As the state prepares to unveil an enhanced prescription drug database next week, some health providers say it will be incompatible with their computer systems, hobbling their access to a tool meant to combat drug abuse.
The database, called the Controlled Substances Utilization Review and Evaluation System, or CURES, tracks prescriptions for certain narcotics. After a Times investigation found that it was underused and underfunded, legislators increased funding for the system in 2013.
The $3-million upgrade is set to roll out July 1, but a compatibility problem with certain web browsers may make it impossible for some doctors to use it. The California Medical Assn. sent a memo to its members last week warning that thousands of physicians could lose access to the system.
The new version of CURES will not work with older versions of Internet Explorer. Some health systems say newer browsers will not work with their electronic records.
That's the case for Kaiser Permanente, said Amy Thoma, a spokeswoman for the company, which employs more than 12,000 doctors statewide and operates 35 hospitals.
David Beltran, a spokesman for the state Department of Justice, which administers CURES, said doctors and hospitals had ample notice about the potential problem and plenty of time to update their systems.

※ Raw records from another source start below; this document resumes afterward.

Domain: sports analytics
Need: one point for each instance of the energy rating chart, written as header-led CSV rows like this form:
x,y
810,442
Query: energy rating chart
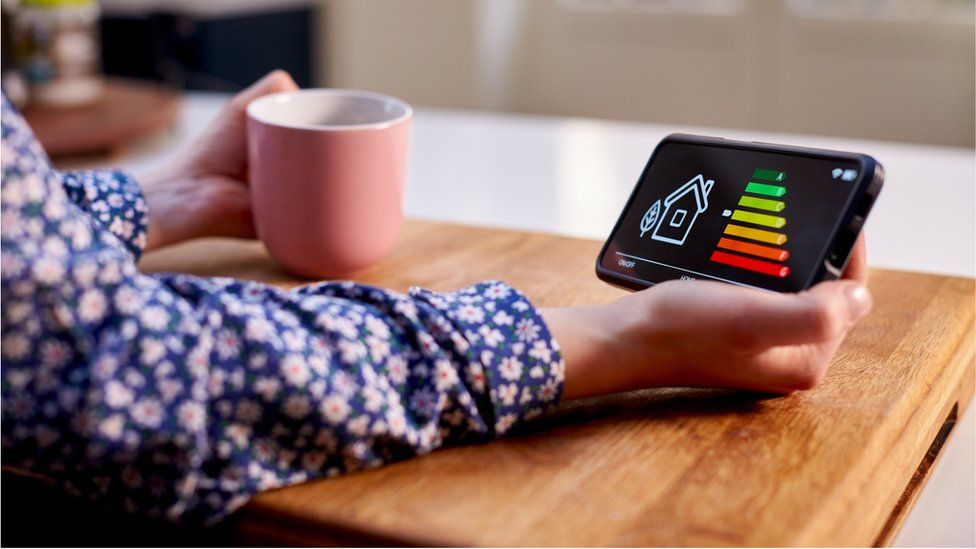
x,y
759,206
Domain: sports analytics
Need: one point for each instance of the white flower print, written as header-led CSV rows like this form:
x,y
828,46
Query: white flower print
x,y
505,423
15,346
258,329
91,306
491,336
527,330
511,368
471,314
396,368
117,395
297,381
475,375
547,393
502,318
148,412
54,353
335,409
192,415
128,300
112,427
154,318
313,461
372,399
358,426
239,434
540,351
248,412
85,273
379,349
423,401
445,374
228,344
153,350
344,384
428,345
295,370
48,271
507,394
377,327
297,407
352,351
267,387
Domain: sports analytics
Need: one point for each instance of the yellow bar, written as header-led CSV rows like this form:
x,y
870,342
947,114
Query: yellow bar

The department "notified physicians months ago that accessing CURES 2.0 would require an up-to-date browser, which is critical to ensuring the highest protection of patient information," Beltran said.
Other networks affected include Dignity Health, which operates 39 hospitals and eight pharmacies, and Sutter Health, which has 24 hospitals and 5,000 affiliated doctors.
Bill Gleeson, vice president of communications for Sutter, said the company will use Google's Chrome browser with CURES in the short term, "as we make the necessary longer-term upgrades to Internet Explorer."
State officials plan to launch the upgraded database as planned but will also continue to operate the older version for doctors who cannot access the new one.
Backers of drug databases like CURES say they are effective in clamping down on patients who seek narcotics prescriptions from multiple doctors and in identifying physicians who overprescribe such medication.
But a 2012 Times investigation found that less than 10% of physicians, pharmacists and other professionals eligible for online access had signed up to use the database. The Times reports, which examined the epidemic of prescription drug overdoses, prompted new state efforts to combat the abuse of painkillers.
A 2013 law required health practitioners who prescribe or dispense certain narcotics to apply for online access to the database by the end of this year. That legislation also increased CURES' funding with a $6 annual fee levied on doctors.
But efforts to bolster CURES in California remain politically fraught.
Although the California Medical Assn. backed the 2013 legislation, the group opposes efforts to make use of the database mandatory, arguing that the system has so far not been functional enough to impose such a requirement on doctors.
Mandatory use of CURES was one component of a ballot initiative that voters rejected last year, a proposal to increase limits on medical malpractice awards and institute drug testing of physicians. In one provocative ad against the measure, opponents alleged that the database could be vulnerable to hackers and thus jeopardize patient privacy.
A bill in the Legislature that would require doctors to check CURES before prescribing certain drugs has been delayed until next year.
Bob Pack, an Internet executive who has championed the upgrade, said the concerns about technology are "overblown."
"I see it as a way for the CMA to continually blast the CURES program," said Pack, who took up the cause after his two children were killed by an impaired driver who had obtained multiple prescriptions for painkillers.
Molly Weedn, a spokeswoman for the association, said that "CMA and our physicians have long supported the CURES program."
She said the decision to run both the old and new databases concurrently is a "step in the right direction," but added, "We're going to push back until the program is fully functioning and works for everybody."